Quite an aromatic and pungent flavour greets you in many of the woods around here at this time of year. The smell of wild garlic which is vaguely disorientating outside of a kitchen. This year I thought I must pick some, so I headed off this morning for some foraging in my favourite bluebell wood which runs along the Worfe South of Shifnal. It is the leaves you are after although the bulbs are apparently edible too but rather fiddly and probably best to leave in the ground to grow back next year
It's very pretty and even more so when the white alium flowers emerge, but it is easy to spot the sword shaped leaves that cover the woods floor in damp areas and often with bluebells.

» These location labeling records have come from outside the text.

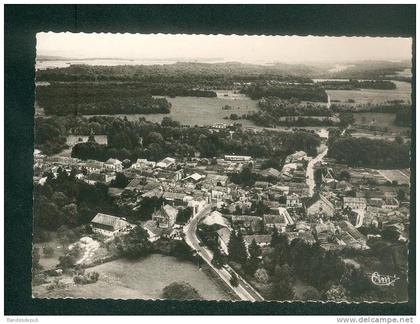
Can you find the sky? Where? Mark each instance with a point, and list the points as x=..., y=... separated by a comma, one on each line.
x=247, y=49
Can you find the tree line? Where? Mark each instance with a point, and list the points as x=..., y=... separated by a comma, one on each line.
x=90, y=99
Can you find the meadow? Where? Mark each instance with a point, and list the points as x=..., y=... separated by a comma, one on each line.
x=372, y=96
x=204, y=111
x=141, y=279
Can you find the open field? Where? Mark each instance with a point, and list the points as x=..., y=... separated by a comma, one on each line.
x=401, y=176
x=49, y=263
x=142, y=279
x=365, y=96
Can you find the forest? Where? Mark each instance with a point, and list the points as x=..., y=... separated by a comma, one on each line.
x=216, y=76
x=371, y=153
x=356, y=84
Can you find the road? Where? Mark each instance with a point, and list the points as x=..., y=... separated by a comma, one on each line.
x=244, y=291
x=310, y=179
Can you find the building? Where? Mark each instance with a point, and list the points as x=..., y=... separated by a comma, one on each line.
x=109, y=225
x=261, y=239
x=197, y=205
x=319, y=205
x=165, y=217
x=94, y=178
x=223, y=237
x=113, y=165
x=238, y=158
x=165, y=163
x=270, y=173
x=354, y=203
x=296, y=157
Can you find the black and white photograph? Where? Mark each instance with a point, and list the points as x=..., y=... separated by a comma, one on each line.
x=222, y=167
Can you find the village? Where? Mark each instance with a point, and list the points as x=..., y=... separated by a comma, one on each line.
x=314, y=199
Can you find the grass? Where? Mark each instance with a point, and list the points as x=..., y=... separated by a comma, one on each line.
x=401, y=176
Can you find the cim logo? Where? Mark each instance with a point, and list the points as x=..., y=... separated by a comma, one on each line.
x=383, y=280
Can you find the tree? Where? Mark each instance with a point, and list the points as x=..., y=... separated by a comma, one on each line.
x=120, y=181
x=180, y=291
x=241, y=253
x=134, y=244
x=169, y=122
x=254, y=249
x=35, y=259
x=261, y=275
x=336, y=293
x=311, y=293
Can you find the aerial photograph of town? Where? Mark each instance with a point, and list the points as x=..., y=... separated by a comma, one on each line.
x=222, y=167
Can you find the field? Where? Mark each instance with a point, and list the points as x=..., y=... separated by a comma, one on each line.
x=378, y=120
x=401, y=176
x=365, y=96
x=142, y=279
x=205, y=111
x=48, y=263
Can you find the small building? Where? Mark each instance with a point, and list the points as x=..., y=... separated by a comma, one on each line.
x=95, y=177
x=248, y=224
x=165, y=217
x=165, y=163
x=109, y=225
x=390, y=203
x=223, y=237
x=238, y=158
x=280, y=220
x=142, y=164
x=261, y=239
x=197, y=205
x=319, y=205
x=293, y=200
x=216, y=218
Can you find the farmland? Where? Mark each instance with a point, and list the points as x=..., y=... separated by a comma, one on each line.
x=372, y=96
x=204, y=111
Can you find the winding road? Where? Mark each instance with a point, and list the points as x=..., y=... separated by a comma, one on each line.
x=244, y=291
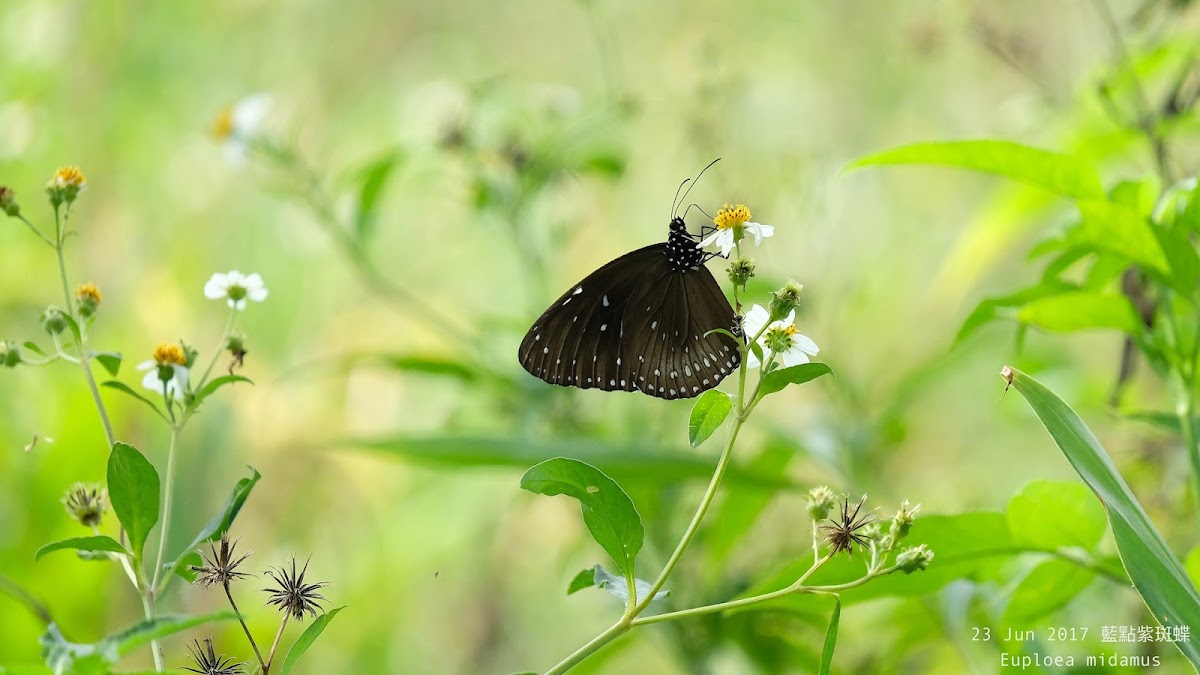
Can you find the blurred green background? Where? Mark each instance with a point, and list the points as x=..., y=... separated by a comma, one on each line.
x=451, y=568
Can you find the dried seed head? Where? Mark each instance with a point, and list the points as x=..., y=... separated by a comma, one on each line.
x=208, y=662
x=220, y=563
x=844, y=532
x=291, y=595
x=87, y=502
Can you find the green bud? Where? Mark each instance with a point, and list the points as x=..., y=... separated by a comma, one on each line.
x=9, y=201
x=54, y=321
x=10, y=354
x=786, y=299
x=913, y=559
x=741, y=272
x=821, y=502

You can use it as you would spinach and it makes a great pesto, so time to replace those plastic packs of imported basil and head to the woods. It's also very good for you, garlic has antibacterial, antibiotic and possibly antiviral properties, and it also contains vitamins A and C, calcium, iron, phosphorus, sodium and copper. Studies have also shown that it may help reduce blood pressure too so tuck in. Did I mention it is absolutely free, and definitely won't be affected by the dare I say it - the B word.
You can try growing it in your garden if you have the right conditions but apparently it is highly invasive so best grownin a pot.
Here is a recipe for wild garlic pesto is from Riverford
100g wild garlic leaves
50g hazelnuts shelled and roasted
a few splashes of olive oil
a squeeze of loemon
salt and pepper
Put all ingredients in a blender and whizz until you have a paste.